Amyloid imaging in Alzheimer's disease: comparison of florbetapir and Pittsburgh compound-B positron emission tomography

Abstract

Background: Amyloid imaging provides in vivo detection of the fibrillar amyloid-β (Aβ) plaques of Alzheimer's disease (AD). The positron emission tomography (PET) ligand, Pittsburgh Compound-B (PiB-C11), is the most well studied amyloid imaging agent, but the short half-life of carbon-11 limits its clinical viability. Florbetapir-F18 recently demonstrated in vivo correlation with postmortem Aβ histopathology, but has not been directly compared with PiB-C11.
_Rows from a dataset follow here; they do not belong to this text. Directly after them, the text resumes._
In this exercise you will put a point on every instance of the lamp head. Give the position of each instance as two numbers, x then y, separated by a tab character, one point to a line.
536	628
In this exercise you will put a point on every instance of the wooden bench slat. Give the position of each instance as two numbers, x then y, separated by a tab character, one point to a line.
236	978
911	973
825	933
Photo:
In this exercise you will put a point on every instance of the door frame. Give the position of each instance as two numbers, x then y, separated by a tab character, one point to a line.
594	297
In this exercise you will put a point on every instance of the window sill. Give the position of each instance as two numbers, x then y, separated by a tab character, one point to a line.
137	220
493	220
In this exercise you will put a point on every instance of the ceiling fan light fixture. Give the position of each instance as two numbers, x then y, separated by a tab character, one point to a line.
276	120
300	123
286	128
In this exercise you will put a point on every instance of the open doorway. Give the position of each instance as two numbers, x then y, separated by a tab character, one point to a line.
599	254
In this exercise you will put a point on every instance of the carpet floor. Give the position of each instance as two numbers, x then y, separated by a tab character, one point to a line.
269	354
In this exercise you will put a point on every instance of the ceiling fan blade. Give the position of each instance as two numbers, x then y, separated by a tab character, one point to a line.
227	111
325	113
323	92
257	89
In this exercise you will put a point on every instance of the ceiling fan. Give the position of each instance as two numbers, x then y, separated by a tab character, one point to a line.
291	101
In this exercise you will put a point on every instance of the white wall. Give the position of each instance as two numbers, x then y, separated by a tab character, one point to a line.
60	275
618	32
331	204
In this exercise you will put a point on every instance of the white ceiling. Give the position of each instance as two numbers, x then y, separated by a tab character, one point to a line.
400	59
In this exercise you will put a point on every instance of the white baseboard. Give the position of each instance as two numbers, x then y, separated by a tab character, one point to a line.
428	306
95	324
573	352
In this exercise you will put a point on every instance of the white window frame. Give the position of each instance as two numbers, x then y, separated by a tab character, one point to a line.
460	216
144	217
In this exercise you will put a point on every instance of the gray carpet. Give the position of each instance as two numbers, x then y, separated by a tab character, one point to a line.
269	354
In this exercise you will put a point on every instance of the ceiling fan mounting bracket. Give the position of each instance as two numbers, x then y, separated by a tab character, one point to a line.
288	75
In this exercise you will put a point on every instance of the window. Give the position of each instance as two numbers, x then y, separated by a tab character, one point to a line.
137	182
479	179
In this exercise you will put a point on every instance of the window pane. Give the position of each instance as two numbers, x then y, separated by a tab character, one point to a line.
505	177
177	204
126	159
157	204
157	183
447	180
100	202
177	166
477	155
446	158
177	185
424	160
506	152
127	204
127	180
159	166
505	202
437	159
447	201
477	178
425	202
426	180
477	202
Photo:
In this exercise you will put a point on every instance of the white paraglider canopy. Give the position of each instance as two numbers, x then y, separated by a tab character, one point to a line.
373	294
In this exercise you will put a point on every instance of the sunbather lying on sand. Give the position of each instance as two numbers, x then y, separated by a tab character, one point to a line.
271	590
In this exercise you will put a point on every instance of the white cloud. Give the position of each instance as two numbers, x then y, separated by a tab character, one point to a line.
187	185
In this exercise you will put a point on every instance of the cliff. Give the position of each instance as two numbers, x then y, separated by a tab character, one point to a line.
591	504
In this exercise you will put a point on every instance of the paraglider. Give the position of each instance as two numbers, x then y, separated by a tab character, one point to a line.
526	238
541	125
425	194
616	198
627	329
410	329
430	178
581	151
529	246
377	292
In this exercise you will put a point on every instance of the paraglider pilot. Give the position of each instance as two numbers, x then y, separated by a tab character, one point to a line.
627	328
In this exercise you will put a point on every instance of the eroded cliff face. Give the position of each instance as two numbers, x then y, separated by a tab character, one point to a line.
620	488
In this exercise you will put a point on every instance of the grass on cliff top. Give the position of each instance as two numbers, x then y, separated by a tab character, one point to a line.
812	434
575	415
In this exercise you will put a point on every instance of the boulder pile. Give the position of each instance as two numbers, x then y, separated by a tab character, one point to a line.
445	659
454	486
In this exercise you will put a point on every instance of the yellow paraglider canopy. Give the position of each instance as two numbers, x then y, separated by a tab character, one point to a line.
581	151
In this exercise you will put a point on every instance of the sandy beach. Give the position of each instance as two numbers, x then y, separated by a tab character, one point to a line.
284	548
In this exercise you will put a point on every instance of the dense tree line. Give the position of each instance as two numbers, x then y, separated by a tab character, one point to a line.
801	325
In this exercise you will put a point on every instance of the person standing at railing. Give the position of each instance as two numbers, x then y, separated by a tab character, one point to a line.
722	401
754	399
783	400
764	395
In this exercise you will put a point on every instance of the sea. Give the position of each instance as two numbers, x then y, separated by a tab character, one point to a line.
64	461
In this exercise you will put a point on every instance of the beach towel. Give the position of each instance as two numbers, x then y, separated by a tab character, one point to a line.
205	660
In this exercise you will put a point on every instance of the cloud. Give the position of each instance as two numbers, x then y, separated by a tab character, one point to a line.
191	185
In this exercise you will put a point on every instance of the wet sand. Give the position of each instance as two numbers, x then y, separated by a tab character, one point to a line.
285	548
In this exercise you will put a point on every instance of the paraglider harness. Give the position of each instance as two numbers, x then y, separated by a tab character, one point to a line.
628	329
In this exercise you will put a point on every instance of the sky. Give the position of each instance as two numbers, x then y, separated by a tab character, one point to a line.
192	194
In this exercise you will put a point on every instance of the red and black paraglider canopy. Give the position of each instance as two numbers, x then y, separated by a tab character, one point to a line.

Methods: Fourteen cognitively normal adults and 12 AD patients underwent PiB-C11 and florbetapir-F18 PET scans within a 28-day period.

Results: Both ligands displayed highly significant group discrimination and correlation of regional uptake.

Conclusion: These data support the hypothesis that florbetapir-F18 provides comparable information with PiB-C11.

Figure

A. Standardized uptake value ratio (SUVR) for both florbetapir-F18 and PiB-C11 in the composite cortical region of interest (ROI) and pons for the cognitively normal adults (grey boxes) and AD patients (white boxes). ‘Boxes’ are drawn between lower and upper quartiles; ‘whiskers’ indicate minimum and maximum values, minus the outliers, indicated by squares; the bold line represents the median and the plus-sign the mean. B. Correlation between florbetapir-F18 and PiB-C11 standardized uptake value ratios (SUVRs) in the composite cortical region of interest (ROI) from 14 cognitively normal (CN; blue) older adults and 12 patients with Alzheimer disease (AD; green). ‘+’ symbols represent cases with AD-range CSF Aβ (< 192 pg/ml) and circles represent normal Aβ (≥ 192 pg/ml). The equation of the best linear fit is given.